Exposure to pollutants aggravates cardiovascular risk in patients who already have other risk factors, even when they are already on treatment, according to a study conducted by researchers at CINTESIS – Center for Health Technology and Services Research and published in the Archives of Environmental and Occupational Health.
The study analyzed the influence of persistent organic pollutants (POPs), such as the pesticide DDE, on the cardiometabolic and inflammatory profile of a population of premenopausal, obese and hypertensive women.
“We have witnessed society’s growing interest in the effects of exposure to pollutants. Although the use of many POPs has been banned, their presence in the environment and populations remains a reality, largely due to the persistence and bioaccumulation characteristics of this group of pollutants. It is impossible to completely escape the exposure, so the focus should be on prevention, monitoring and research on health effects,” explain the authors.
In this study, the scientists collected blood samples of visceral adipose tissue and subcutaneous adipose tissue from a total of 43 women at the time of bariatric surgery. These were then compared to a group of obese women who were not hypertensive.
According to this research, pollutant concentrations were significantly higher in obese and hypertensive women than in obese women who were not hypertensive. In women with obesity and hypertension, cardiovascular risk was always increased, regardless of the existence of treatment.
These data suggest that the accumulation of pollutants in the visceral adipose tissue and in the blood implies an increased risk of suffering a cardiovascular event, such as a myocardial infarction, coronary heart disease, heart failure or stroke, even when the patients are taking medication to lower blood pressure.
As a consequence, “the analysis of the concentration of pollutants in visceral adipose tissue may be useful to detect patients at greater risk and to anticipate pharmacological treatment”.
Under the coordination of Conceição Calhau, a professor at the Faculty of Medical Sciences of the Nova University of Lisbon, this study has as coauthors several CINTESIS researchers, namely Ana Ferro, Diana Teixeira, Diogo Pestana, Cristina Santos and Jorge Polónia.
Previously the researchers of this unit had already carried out other studies, both in humans and in animal model, and concluded that the presence of pollutants in the body is related to a higher risk of developing diseases such as obesity, diabetes and hypertension.
Persistent organic pollutants are substances derived primarily from industrial activities, which may contaminate air, soil and water. They are or have been used as pesticides, ingredients of industrial, household and personal care products and plasticizers, for example. In humans, exposure to these contaminants occurs primarily through food, but also through inhalation or dermal exposure, and there is a preferential accumulation in adipose tissue. They are known to be endocrine disruptors.
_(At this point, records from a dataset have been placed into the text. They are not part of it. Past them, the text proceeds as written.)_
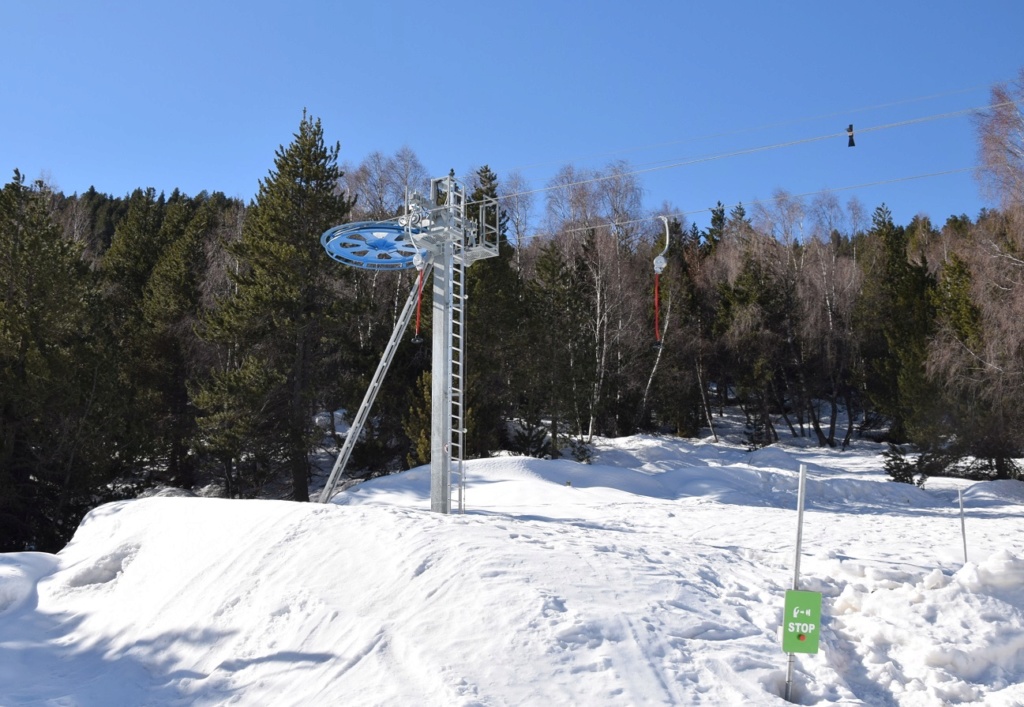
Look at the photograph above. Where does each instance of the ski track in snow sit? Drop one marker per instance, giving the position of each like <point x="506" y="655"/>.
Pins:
<point x="654" y="576"/>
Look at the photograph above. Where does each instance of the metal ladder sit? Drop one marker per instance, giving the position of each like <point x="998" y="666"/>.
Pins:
<point x="360" y="417"/>
<point x="457" y="346"/>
According to the researchers, “Competent bodies, including EFSA, seek to define safe doses in food and exposure, but it is not always possible to cover the complexity of chronic exposure to these contaminants, nor to blends. In this way, it is necessary to focus on the biomonitoring and reduction of these pollutants in the sources of exposure, such as red meat, dairy products and fatty fish, for example”.
For its part, the team promises to “continue to explore the mechanisms responsible for the effects of these pollutants on metabolism, namely in hypertension and cardiovascular risk.” In the future, it will still be necessary “to develop strategies that prevent or attenuate this deleterious process leading to events and death.”